Car ce n’est pas en ignorant que Libre Flot a pris les armes contre Daesh que cette machination policière a été montée ; ce n’est pas non plus bien qu’on sache qu’il a pris les armes contre Daech ; c’est très précisément parce qu’il a pris les armes contre Daesh que Libre Flot a été arrêté et inculpé, et que ceux qui ont eu le malheur de le fréquenter d’un peu trop près ont été emportés avec lui. Dont acte.

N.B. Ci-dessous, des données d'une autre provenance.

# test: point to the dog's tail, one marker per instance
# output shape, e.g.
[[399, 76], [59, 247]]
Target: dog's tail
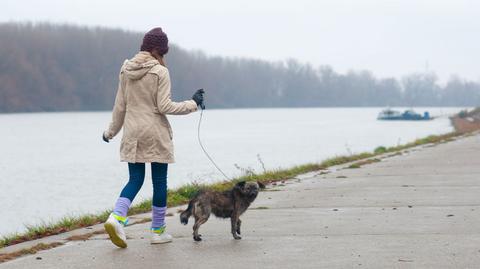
[[187, 213]]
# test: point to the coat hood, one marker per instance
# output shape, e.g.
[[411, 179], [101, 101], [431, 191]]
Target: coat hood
[[139, 65]]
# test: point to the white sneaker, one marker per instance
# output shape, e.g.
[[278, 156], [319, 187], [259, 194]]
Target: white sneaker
[[115, 230], [160, 238]]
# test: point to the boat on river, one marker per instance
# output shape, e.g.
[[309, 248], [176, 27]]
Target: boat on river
[[390, 114]]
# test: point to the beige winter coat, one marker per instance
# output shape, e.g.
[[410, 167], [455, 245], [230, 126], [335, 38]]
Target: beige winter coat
[[143, 100]]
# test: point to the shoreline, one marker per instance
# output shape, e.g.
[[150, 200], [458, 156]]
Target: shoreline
[[184, 193]]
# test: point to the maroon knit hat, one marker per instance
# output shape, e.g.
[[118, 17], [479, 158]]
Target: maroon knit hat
[[155, 39]]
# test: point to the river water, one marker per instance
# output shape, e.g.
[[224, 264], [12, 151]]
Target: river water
[[56, 164]]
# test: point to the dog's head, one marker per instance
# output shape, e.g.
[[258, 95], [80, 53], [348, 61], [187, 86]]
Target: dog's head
[[249, 189]]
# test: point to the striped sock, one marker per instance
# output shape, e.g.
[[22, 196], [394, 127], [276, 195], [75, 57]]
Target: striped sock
[[158, 216], [121, 206]]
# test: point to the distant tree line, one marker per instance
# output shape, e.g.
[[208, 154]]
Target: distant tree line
[[45, 67]]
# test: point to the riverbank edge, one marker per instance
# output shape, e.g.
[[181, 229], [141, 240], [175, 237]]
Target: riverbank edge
[[184, 193]]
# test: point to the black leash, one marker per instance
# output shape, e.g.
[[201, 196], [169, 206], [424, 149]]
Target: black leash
[[203, 148]]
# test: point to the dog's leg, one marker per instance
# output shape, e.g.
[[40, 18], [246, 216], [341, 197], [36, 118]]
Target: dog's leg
[[239, 223], [234, 219], [196, 226]]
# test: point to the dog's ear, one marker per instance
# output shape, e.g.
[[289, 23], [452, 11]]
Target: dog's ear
[[261, 185]]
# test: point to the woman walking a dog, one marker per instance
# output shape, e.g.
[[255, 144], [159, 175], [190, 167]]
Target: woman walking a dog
[[142, 101]]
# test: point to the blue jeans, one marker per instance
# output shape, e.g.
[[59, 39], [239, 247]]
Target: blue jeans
[[137, 176]]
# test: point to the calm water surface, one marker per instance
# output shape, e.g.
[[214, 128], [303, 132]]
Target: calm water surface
[[56, 164]]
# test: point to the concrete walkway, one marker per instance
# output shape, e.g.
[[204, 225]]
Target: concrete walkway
[[417, 210]]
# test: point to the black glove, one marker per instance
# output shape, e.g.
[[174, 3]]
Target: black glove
[[104, 138], [198, 98]]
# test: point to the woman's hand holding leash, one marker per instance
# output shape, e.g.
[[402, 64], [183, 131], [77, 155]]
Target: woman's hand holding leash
[[198, 98]]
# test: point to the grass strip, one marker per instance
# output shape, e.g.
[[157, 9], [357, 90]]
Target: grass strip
[[28, 251], [183, 194]]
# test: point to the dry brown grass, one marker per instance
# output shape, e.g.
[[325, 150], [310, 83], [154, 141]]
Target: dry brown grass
[[28, 251]]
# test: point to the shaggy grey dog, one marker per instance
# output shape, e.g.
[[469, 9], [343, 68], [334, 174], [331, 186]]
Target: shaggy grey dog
[[228, 204]]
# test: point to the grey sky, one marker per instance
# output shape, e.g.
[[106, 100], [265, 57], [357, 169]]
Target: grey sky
[[390, 38]]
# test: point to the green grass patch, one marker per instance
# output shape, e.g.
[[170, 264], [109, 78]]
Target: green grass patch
[[183, 194]]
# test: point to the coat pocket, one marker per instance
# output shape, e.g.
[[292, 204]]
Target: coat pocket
[[128, 149], [166, 126]]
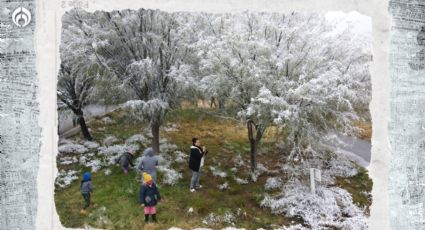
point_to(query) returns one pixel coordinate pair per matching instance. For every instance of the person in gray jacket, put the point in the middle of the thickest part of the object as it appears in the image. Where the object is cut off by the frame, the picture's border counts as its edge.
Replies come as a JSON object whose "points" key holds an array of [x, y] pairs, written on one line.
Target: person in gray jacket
{"points": [[149, 163], [125, 160], [86, 188]]}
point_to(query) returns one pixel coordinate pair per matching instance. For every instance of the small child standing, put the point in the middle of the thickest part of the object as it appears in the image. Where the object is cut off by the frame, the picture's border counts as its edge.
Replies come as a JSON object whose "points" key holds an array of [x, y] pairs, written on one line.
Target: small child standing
{"points": [[86, 188], [149, 197]]}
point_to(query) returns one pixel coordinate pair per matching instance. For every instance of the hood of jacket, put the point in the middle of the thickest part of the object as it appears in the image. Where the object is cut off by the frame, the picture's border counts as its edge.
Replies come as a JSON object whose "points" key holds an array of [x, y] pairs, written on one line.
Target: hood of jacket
{"points": [[148, 152]]}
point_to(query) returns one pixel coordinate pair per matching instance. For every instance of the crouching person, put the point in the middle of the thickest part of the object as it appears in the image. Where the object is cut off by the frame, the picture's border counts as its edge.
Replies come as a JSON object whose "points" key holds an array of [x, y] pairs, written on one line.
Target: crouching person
{"points": [[149, 197], [125, 161], [149, 163], [86, 188]]}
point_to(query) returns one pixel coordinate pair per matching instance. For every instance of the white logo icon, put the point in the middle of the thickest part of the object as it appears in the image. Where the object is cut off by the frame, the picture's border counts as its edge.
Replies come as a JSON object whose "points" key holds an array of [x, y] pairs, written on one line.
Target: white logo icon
{"points": [[21, 17]]}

4/ Le 7 octobre 2023, après que le Hamas a perpétré en Israël un crime sordide, témoignant le plus clairement du monde du nihilisme essentiel de cette organisation politico-militaire, dorénavant assimilable à Daesh, une polémique a surgi dans le monde politicien français : Mélenchon et ses lieutenants ont refusé de qualifier le Hamas d’organisation « terroriste ». Or ce refus serait chargé de sens. Car les mots, Mesdames et Messieurs, ont un sens. Darmanin, après avoir évoqué des modes opératoires, lors des manifestations de novembre 2022 contre la bassine de Sainte-Soline, qui relèveraient selon lui de « l’éco-terrorisme », et après s’être félicité de l’inculpation pour « terrorisme » de Libre Flot et de six de ses connaissances, s’indigne donc haut et fort du refus de Mélenchon de prononcer le mot « terrorisme » au sujet des tueries perpétrées par le Hamas, et l’essentiel de la classe politique s’indigne avec lui.

Quel monde de tristes clowns, décidément.